The lone Parsi family here is all set to celebrate the Zoroastrian New Year, which falls on August 18, this year. Once home to over 300 Parsis, Kozhikode today is left with only one family, the Marshalls, comprising six members. In the noisy Sweet Meet Street (popularly known as SM Street) stands the only Parsi temple in Kerala, the Parsi Anju Amman Baug, where they are the only worshippers.
Published in Deccan Chronicle
The fire temple was built in the 18th century when Parsi traders settled in Kozhikode about 200 years ago. An inscription inside the temple reveals that the property was donated by a Zamorin. Fire is given pride of place in Zoroastrian faith. Symbolic of light and warmth, it is closely associated with Ahura Mazda, the lord of endless light and wisdom, according to the Parsis. Most religious ceremonies are performed in the presence of fire.

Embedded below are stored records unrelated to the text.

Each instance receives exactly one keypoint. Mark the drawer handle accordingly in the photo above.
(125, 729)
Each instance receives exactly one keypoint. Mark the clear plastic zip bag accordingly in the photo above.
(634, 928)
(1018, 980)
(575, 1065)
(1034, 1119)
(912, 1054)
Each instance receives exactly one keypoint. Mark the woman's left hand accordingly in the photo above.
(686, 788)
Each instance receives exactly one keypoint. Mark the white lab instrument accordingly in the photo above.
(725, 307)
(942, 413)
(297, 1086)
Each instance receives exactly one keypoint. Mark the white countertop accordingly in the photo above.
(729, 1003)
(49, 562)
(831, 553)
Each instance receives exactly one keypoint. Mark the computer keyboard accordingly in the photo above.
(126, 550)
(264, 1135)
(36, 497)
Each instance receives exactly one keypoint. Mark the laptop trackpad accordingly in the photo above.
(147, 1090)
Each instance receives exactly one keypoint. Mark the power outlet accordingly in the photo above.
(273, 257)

Just before entering the temple, the hands are washed and a ‘kusti’ (ritual) is performed. (The kusti is made up of 72 white threads woven by women of the priestly class and consecrated by a priest. It is tied and untied several times a day while reciting prayers). The head is covered with a topi or scarf. There is an outer hall leading to an inner prayer hall, at the end of which is the sanctum sanctorum. Inside the sanctum, a fire is kept alive on a tray in a large metal container, called the Afargan.
The paintings of the Prophet Zarathustra (Zoroaster) embellish the adjacent walls. Above the fire, at a height of eight to ten feet, hangs a concave copper vessel to prevent dirt from falling on it. There are a hundred chairs in the prayer hall which stand testimony to the glorious past of Kozhikode’s Parsis.